Uzun zamandır Abant'a gitmemiştim.

Gecen Pazar gittim.

Hay gitmez olaydım!

Abant sapağından itibaren; perişanlık başladı.

Tamamına yakını boş( çoğu da satılık) dere yatağına ve yamaçlara kurulu villalar.

Tahta parçaları ve odunlarla derme-çatma yapılmış kulübeler.

Kiminde sucuk-ekmek, kiminde ıvır-zıvır satanlar.

Yarım kalmış,( kümes mi-değil mi bilinmez) büyük beton iskelet.

Yamalı bohça gibi,(çukurlarla dolu ) kötü asfalt yol.

Arap sacı gibi, bir derbederlik yumağı oluşturmuşlar.
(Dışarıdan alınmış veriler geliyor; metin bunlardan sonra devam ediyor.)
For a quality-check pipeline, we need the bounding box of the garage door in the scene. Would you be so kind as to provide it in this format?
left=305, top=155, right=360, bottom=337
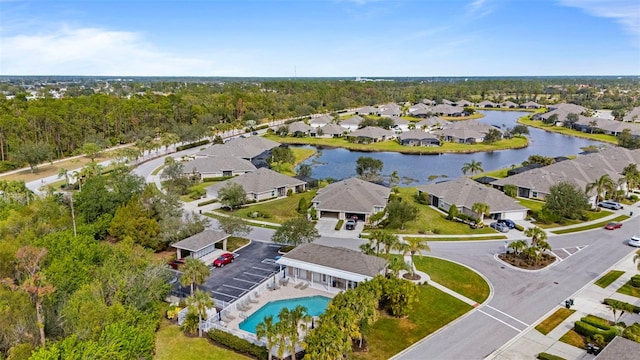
left=320, top=211, right=340, bottom=219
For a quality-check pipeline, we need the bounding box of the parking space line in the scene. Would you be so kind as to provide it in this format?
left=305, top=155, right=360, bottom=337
left=211, top=290, right=238, bottom=299
left=251, top=266, right=277, bottom=272
left=233, top=278, right=256, bottom=284
left=222, top=284, right=247, bottom=296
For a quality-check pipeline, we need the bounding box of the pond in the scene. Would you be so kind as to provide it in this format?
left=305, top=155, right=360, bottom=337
left=296, top=111, right=603, bottom=186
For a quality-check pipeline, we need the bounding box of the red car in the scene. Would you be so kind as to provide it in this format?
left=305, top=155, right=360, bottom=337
left=604, top=222, right=622, bottom=230
left=213, top=253, right=235, bottom=267
left=168, top=259, right=184, bottom=270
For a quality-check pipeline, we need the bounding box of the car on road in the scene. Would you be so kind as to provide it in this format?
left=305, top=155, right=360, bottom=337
left=344, top=219, right=356, bottom=230
left=497, top=219, right=516, bottom=229
left=489, top=221, right=509, bottom=232
left=167, top=259, right=184, bottom=270
left=598, top=200, right=622, bottom=210
left=604, top=222, right=622, bottom=230
left=213, top=253, right=236, bottom=267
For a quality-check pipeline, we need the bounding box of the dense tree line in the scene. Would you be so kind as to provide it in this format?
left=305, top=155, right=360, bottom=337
left=0, top=78, right=640, bottom=170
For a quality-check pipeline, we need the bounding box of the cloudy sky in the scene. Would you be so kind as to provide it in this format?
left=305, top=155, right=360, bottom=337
left=0, top=0, right=640, bottom=77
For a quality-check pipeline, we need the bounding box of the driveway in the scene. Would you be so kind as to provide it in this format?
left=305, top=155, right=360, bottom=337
left=176, top=241, right=280, bottom=303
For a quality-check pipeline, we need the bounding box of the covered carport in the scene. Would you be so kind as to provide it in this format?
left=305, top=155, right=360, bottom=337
left=171, top=230, right=230, bottom=263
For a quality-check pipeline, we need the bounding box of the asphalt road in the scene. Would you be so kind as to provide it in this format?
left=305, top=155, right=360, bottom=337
left=397, top=217, right=640, bottom=359
left=134, top=143, right=640, bottom=360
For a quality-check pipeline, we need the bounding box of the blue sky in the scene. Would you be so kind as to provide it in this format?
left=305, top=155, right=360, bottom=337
left=0, top=0, right=640, bottom=77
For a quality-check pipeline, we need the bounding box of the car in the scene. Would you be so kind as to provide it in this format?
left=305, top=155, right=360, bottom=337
left=344, top=219, right=356, bottom=230
left=604, top=222, right=622, bottom=230
left=497, top=219, right=516, bottom=229
left=167, top=259, right=184, bottom=270
left=598, top=200, right=623, bottom=210
left=489, top=222, right=509, bottom=232
left=213, top=253, right=236, bottom=267
left=627, top=235, right=640, bottom=247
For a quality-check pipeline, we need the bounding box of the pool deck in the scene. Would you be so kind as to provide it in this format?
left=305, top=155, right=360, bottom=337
left=223, top=281, right=337, bottom=335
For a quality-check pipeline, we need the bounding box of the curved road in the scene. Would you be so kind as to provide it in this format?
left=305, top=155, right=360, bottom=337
left=129, top=143, right=640, bottom=359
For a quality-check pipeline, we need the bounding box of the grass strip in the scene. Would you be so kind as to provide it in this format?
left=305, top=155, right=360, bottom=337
left=536, top=308, right=575, bottom=335
left=595, top=270, right=624, bottom=289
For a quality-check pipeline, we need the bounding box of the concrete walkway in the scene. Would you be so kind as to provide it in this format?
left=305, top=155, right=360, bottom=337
left=486, top=250, right=640, bottom=360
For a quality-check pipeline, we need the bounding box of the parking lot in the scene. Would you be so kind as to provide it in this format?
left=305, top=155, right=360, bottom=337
left=200, top=241, right=280, bottom=302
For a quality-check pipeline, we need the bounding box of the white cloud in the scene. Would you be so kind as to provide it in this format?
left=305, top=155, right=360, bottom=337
left=0, top=26, right=225, bottom=76
left=559, top=0, right=640, bottom=36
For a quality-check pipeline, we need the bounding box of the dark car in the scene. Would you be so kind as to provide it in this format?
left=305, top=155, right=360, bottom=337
left=213, top=253, right=235, bottom=267
left=604, top=222, right=622, bottom=230
left=489, top=222, right=509, bottom=232
left=344, top=219, right=356, bottom=230
left=498, top=219, right=516, bottom=229
left=168, top=259, right=184, bottom=270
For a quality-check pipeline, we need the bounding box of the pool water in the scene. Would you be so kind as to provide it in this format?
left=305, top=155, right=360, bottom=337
left=239, top=295, right=331, bottom=334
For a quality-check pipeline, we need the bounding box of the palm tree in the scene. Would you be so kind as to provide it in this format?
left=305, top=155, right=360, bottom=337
left=256, top=315, right=278, bottom=360
left=471, top=203, right=490, bottom=223
left=180, top=257, right=211, bottom=295
left=584, top=174, right=616, bottom=204
left=462, top=160, right=484, bottom=175
left=524, top=226, right=547, bottom=248
left=509, top=240, right=528, bottom=255
left=402, top=238, right=431, bottom=277
left=187, top=290, right=214, bottom=337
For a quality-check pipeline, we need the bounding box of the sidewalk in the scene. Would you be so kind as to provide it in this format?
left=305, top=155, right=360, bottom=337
left=486, top=251, right=640, bottom=360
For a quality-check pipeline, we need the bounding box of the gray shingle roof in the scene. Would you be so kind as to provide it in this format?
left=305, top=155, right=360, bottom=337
left=196, top=136, right=280, bottom=159
left=283, top=243, right=387, bottom=277
left=183, top=156, right=256, bottom=174
left=171, top=230, right=230, bottom=252
left=207, top=168, right=305, bottom=194
left=312, top=178, right=391, bottom=214
left=418, top=178, right=527, bottom=212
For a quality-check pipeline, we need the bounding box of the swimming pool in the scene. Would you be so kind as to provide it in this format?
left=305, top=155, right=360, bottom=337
left=239, top=295, right=331, bottom=334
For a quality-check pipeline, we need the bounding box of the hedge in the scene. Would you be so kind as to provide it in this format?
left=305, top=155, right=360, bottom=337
left=538, top=353, right=566, bottom=360
left=573, top=321, right=617, bottom=342
left=208, top=329, right=269, bottom=360
left=602, top=298, right=640, bottom=314
left=176, top=139, right=209, bottom=151
left=580, top=315, right=612, bottom=330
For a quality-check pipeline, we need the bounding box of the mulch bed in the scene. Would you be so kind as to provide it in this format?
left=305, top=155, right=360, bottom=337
left=498, top=253, right=556, bottom=270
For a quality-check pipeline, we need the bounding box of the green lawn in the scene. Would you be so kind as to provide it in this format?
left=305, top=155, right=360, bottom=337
left=353, top=286, right=473, bottom=360
left=415, top=256, right=491, bottom=303
left=518, top=117, right=618, bottom=145
left=233, top=190, right=316, bottom=224
left=390, top=187, right=498, bottom=235
left=618, top=280, right=640, bottom=298
left=536, top=308, right=575, bottom=335
left=265, top=135, right=529, bottom=154
left=560, top=329, right=584, bottom=349
left=153, top=321, right=250, bottom=360
left=595, top=270, right=624, bottom=289
left=552, top=215, right=629, bottom=234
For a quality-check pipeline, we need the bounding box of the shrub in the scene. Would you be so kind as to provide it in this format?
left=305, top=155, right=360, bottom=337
left=538, top=353, right=565, bottom=360
left=602, top=298, right=640, bottom=314
left=176, top=140, right=209, bottom=151
left=573, top=318, right=617, bottom=342
left=580, top=315, right=612, bottom=330
left=209, top=329, right=269, bottom=360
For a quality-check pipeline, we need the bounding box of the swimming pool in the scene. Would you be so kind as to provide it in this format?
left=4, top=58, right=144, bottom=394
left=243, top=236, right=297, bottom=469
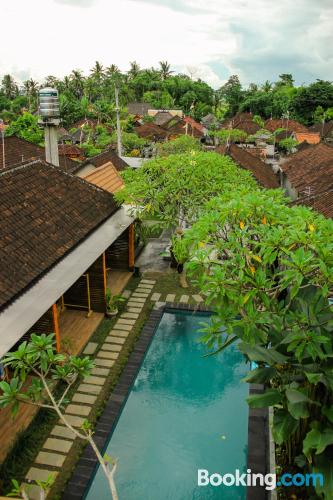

Bu çirkinlikleri, Abant'ın güzelliği unutturur diye düşünerek Abant'a ulaştım.

Aaaaaaa!

Abant'ın hali perişan.

Meğer Abant komaya girmiş de, haberim olmamış.

Vah Abant'ım vahhhhhh.

Tuhh ki ne tuhh!

Olur mu be!

Bu Cennet'e yazık değil mi?

Abant'ı yeni görenler, bu yırtınmamı anlayamayabilirler.

Mukayese imkanları olmadığı için, abartıyor diyebilirler.

Abant'ın 55 yıl evvelini bilirim.

O bakir Abant'ın ?el değmemiş? halini.

O bir Cennet'i ala idi ki, eşi menendi bulunmaz.

Adeta hayal ötesi!

Abarttığım sanılmasın.

Anlattıklarım gerçektir.

O Abant ile, bu günkü mukayese bile edilemez.

Etrafında nilüferler açan muhteşem göl, küçülmüş.

Rengi bozulmuş.

Göl'ün çekildiği alanlar turbalık olmuş

Çevre yolu delik deşik.

Sanırsın düşman bombalamış.

Küskün doğanın geri çekildiğinden olsa gerek; beton yığını binalar insanın gözünü oyacak.

Ülkenin göz bebeği Abant, nasıl bu hale geldi?

Sorumlular kimlerdir?

Bir köşe yazısına sığmayacağı için o hikayelere girecek değilim.

Ama!

Şu kadarını söyleyeyim, bu güne kadar ne toplantılar yapıldı,

neler, neler tasarlandı Abant için.

Hani:

Meşhur bir fil fıkrası vardır.

[Beş körü bir filin yanına getirip, elleyin bakalım bu nedir demişler.

Biri filin bacağını tutmuş, konaktır sütunları var, diğeri hortumunu tutmuş, arozözdür, hortumu var demiş. Velhasıl içlerinden fil deyen çıkmamış.]

İşte o hesap.

Abant için bu güne kadar doğru teşhis konulamadı.

Hastalığı teşhis etmesi gerekenler mi yetersizdi?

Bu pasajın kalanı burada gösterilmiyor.